(ARC) The Serial Killer’s wife by alice hunter

Rating: 1 out of 5.

Psychological thrillers are a dime a dozen these days, and the author needs to have a very distinctive voice in order to stand out from the crowd and make a mark on the genre. This book – for me – failed to do that in every way that matters.

The Serial Killer’s Wife is about an upstanding family living in a small village outside of London. Tom, Beth and their daughter Poppy seem very happy. Tom has a good job and Beth runs one of those cafes where you paint vases and drink coffee. When the police knock on the door one evening, Beth is at first worried – has something happened to Tom? But no, it’s the opposite.

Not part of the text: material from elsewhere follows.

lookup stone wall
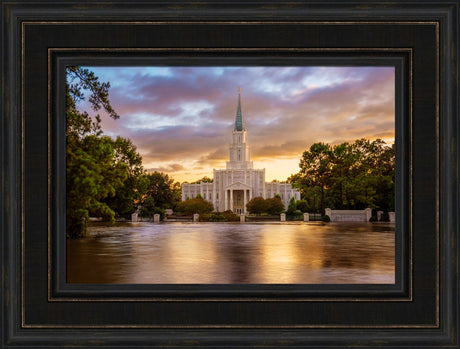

Tom may have happened to someone else. His ex-girlfriend, who is missing and presumed dead.

From there, the story spools into rather endless chapters of meandering – from Beth’s every thought, to Tom’s past, to the village gossip and Beth’s burgeoning friendship with a local widower, whose wife died the year before from anaphylactic shock. It’s all just sort of… there. Nothing really happens until the last few chapters, when the big “twist” is revealed – and yes, it’s a big one and it’s satisfyingly evil, but at the same time, I felt no glory in that discovery because I hadn’t enjoyed the journey.

One of the main problems for me was the flat dialogue (NO ONE talks the way these characters do) and the unwillingness to really let Tom’s inner monologue reveal what a horrific person he truly is. There’s a sense of fakeness, of blandness and of holding back. Part of me thinks that’s because the author didn’t want to chance that she’d inadvertently reveal the twist. And that’s a problem – as I’ve ranted before, the notion that all books must have these enormous, Gone-Girl twists, is maddening.

Books can absolutely be thrilling and special without flipping the narrative on its head in the final pages. I promise.

Thank you to NetGalley for the arc in exchange for an honest review.